AviClear makes the most sense in patients with inflammatory acne who want to reduce sebaceous activity without taking systemic medication, in patients who cannot tolerate or do not want oral agents, and in patients who understand that the result is usually progressive rather than immediate. The FDA indication covers mild to severe inflammatory acne, and the treatment has shown durable outcomes through one year in published multicenter data.
But the best patient for AviClear is not always the same as the most difficult acne patient. If your acne is severe, scarring, nodular, cystic, pustular, heavily concentrated on the chin, or problematic on the nose, then AviClear may not be the correct solo answer. In those settings, the treatment should be part of a broader strategy, not mistaken for a full replacement of established acne therapy.
Another Reason Patients Think AviClear Failed
Timing matters. Many patients expect the treatment to look impressive after one session, or even within a few weeks. That is not how AviClear usually behaves. The one year data show a pattern of continued improvement after the final session. So a patient can feel underwhelmed early, declare the treatment a failure, and stop supporting the result with topical care, when in fact the treatment needed more time and better adjunctive therapy.
This is why proper counseling is so important. If you undergo AviClear with the expectation of rapid isotretinoin like clearance, you may end up disappointed even if the treatment is biologically active. If instead you understand that it is one part of a combination plan, with progressive improvement and maintenance through topical treatment, the result is often much stronger.
What To Do If AviClear Did Not Work for You
The first step is not to repeat the same thing again and hope for a different result. The first step is to diagnose why it failed.
- Was your acne actually nodular cystic or pustular acne from the start
- Were you given AviClear without benzoyl peroxide and tretinoin
- Was the acne concentrated over the chin, where AGNES RF would have been a better partner treatment
- Was the acne mainly on the nose, where AviClear is a poor practical fit in Dr Gerard Ee’s clinical view
- Did you stop treatment support too early because results were slower than expected
- Or were you a patient who needed isotretinoin level intensity from the beginning
When those questions are answered honestly, the next step becomes clearer. Some patients need better topical therapy. Some need AGNES RF. Some need a different device for the specific region involved. Some need isotretinoin. And some need combination treatment rather than a search for the perfect stand alone technology. The AAD guideline supports combination topical therapy as core care and reserves isotretinoin for severe acne or acne that has failed standard therapy.
The Bottom Line
AviClear is a real advance in acne treatment. Its FDA cleared 1726 nm wavelength targets sebum within sebaceous glands, and the published clinical data show meaningful and durable improvement in many patients. But when AviClear does not work, the reason is often not that the technology is fake. The reason is that the treatment was asked to do a job it was never meant to do alone.
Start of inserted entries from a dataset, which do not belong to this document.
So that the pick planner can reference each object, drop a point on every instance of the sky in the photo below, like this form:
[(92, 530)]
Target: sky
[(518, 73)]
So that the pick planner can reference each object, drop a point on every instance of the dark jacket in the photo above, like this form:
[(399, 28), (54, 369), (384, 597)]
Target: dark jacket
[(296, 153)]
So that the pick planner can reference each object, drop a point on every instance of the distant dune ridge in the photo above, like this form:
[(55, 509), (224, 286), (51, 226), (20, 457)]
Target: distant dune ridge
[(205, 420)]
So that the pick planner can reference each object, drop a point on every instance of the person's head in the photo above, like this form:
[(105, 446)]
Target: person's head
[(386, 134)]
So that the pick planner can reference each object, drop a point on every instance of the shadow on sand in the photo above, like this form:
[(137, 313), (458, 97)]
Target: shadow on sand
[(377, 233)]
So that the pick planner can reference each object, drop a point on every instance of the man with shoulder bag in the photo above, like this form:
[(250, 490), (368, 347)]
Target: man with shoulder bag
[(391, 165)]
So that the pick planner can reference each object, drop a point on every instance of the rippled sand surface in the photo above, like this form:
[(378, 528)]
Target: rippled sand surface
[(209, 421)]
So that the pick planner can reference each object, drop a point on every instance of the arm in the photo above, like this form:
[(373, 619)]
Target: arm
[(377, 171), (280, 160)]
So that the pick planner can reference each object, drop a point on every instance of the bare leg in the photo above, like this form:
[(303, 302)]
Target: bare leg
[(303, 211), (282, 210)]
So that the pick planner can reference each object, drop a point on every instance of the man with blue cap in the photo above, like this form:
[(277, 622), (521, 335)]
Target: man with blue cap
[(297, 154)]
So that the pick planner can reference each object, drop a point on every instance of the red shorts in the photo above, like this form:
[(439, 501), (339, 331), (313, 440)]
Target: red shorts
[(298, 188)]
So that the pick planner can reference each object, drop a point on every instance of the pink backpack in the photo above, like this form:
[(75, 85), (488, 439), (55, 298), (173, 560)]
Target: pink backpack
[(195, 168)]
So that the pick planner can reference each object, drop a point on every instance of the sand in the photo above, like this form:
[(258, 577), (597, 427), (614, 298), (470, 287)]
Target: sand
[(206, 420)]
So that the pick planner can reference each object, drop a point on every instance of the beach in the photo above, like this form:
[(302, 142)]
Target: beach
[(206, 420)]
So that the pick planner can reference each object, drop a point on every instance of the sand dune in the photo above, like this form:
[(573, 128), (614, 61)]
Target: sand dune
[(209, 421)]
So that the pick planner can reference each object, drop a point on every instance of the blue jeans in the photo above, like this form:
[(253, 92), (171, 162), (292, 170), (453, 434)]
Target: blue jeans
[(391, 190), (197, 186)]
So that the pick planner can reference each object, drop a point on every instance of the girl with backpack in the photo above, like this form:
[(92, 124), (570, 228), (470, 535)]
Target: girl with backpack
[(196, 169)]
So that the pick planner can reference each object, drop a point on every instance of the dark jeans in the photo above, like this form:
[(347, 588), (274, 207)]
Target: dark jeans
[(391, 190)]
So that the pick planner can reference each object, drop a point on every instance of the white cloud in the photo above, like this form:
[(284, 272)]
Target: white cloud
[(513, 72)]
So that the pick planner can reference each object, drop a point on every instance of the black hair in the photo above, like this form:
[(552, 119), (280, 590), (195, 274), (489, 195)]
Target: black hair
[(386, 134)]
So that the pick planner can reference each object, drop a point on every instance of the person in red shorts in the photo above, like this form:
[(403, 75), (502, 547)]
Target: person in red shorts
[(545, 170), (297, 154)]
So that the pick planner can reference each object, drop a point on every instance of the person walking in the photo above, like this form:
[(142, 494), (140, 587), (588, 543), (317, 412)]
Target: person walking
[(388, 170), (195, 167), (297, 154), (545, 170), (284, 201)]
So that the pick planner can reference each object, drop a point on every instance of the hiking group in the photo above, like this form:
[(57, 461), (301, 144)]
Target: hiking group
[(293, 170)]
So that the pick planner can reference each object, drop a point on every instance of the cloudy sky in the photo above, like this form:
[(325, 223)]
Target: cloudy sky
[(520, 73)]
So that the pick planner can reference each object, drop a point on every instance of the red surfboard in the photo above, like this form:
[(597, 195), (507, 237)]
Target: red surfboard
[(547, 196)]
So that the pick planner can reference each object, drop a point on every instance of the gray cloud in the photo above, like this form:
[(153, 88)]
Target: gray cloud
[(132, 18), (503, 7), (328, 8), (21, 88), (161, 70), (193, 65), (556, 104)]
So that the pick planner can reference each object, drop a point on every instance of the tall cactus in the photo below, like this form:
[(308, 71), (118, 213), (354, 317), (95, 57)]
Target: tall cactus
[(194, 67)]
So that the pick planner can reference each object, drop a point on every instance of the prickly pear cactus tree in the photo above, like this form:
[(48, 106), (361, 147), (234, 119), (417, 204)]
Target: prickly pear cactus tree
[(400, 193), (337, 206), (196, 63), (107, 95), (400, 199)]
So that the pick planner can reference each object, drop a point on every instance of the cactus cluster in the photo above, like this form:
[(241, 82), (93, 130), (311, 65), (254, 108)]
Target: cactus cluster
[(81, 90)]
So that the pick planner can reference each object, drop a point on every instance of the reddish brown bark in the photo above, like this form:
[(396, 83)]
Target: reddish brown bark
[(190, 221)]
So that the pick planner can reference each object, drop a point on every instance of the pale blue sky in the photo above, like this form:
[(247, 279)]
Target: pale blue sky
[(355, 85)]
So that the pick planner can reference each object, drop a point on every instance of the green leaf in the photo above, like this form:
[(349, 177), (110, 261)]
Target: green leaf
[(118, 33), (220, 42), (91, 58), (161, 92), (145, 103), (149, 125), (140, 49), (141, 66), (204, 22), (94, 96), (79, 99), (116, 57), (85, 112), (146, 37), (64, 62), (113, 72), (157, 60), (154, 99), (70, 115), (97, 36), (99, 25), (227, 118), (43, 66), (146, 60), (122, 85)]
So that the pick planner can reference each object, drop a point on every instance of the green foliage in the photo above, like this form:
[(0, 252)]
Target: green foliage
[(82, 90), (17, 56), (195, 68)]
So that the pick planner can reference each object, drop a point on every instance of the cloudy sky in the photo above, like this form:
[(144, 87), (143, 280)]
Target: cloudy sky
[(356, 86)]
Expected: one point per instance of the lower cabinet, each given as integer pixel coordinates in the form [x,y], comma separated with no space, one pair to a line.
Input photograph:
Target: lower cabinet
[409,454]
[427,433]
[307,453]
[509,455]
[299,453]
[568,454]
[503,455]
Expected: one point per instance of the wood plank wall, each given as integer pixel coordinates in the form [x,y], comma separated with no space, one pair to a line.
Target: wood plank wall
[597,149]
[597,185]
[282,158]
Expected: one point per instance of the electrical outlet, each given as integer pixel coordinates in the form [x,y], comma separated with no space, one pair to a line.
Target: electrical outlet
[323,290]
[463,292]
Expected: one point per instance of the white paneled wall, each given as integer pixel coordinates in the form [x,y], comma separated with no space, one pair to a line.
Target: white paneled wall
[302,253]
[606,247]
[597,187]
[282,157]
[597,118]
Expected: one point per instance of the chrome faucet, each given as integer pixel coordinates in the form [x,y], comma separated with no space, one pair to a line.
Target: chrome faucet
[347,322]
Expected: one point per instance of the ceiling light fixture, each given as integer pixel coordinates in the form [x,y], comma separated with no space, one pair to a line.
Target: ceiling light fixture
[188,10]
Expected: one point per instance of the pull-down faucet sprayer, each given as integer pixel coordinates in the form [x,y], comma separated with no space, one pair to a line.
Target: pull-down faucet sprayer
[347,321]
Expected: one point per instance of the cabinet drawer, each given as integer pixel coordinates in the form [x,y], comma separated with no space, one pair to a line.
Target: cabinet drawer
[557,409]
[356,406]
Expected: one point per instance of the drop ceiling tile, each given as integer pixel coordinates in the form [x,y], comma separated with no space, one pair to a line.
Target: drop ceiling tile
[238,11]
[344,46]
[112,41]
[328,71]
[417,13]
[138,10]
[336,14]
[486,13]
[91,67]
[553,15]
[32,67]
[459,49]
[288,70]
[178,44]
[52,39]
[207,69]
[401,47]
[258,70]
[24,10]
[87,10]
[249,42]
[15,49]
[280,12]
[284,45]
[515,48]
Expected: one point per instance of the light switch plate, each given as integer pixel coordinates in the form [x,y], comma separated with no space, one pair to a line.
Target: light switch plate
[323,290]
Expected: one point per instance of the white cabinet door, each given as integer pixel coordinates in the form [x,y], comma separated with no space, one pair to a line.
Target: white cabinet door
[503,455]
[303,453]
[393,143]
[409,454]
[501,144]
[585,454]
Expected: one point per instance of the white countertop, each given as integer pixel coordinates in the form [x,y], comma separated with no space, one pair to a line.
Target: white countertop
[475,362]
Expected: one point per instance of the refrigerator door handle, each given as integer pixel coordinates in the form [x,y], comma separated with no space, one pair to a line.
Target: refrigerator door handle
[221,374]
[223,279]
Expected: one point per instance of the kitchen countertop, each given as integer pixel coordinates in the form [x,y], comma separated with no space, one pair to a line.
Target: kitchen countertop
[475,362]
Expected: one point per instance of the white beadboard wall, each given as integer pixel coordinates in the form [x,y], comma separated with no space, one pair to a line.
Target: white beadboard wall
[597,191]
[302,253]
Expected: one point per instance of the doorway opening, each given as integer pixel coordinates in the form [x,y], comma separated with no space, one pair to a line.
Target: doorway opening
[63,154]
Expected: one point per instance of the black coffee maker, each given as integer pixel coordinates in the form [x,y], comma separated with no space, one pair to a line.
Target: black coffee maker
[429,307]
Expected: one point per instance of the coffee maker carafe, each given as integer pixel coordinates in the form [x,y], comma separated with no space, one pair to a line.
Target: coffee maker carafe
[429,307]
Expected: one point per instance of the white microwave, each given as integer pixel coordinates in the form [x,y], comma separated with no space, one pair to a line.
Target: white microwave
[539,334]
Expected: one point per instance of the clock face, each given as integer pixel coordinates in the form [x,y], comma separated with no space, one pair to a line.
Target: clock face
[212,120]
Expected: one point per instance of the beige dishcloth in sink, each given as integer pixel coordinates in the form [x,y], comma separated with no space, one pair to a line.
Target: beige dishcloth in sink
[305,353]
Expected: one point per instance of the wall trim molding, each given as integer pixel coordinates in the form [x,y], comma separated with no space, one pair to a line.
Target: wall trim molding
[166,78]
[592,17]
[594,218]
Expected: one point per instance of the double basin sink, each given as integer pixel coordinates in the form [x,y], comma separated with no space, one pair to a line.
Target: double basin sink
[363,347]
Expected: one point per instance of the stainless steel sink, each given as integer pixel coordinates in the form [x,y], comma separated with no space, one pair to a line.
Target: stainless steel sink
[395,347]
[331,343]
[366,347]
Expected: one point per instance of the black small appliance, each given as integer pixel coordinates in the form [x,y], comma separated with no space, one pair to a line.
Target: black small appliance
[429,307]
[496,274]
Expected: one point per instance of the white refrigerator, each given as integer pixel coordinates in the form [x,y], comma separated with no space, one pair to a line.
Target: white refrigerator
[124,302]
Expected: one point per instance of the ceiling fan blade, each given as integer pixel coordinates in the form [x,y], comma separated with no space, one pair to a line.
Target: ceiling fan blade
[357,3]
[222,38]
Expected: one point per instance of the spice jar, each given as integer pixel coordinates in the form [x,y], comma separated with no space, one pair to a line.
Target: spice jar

If you have nodular cystic acne or pustular acne, AviClear should not be treated as a stand alone cure. If you are not on a rational topical prescription plan that includes agents such as benzoyl peroxide and tretinoin, that is a major treatment gap. If your acne is concentrated over the chin, AGNES RF may be essential in Dr Gerard Ee’s clinical practice. If your acne is mainly on the nose, AviClear is not the tool he relies on because of the difficulty of proper handpiece contact and cooling on that anatomy. And if Gold PTT is being considered instead, Dr Gerard Ee’s view is that it also should not be relied on as the main answer for deep inflammatory acne, and that Bellasonic is essential when Gold PTT is used in clinic.
Hence if AviClear did not work for you, the most useful question is not whether AviClear is good or bad. The real question is whether AviClear was used in the right patient, on the right areas, with the right supporting therapy, and with the right expectations. When those details are corrected, results usually improve.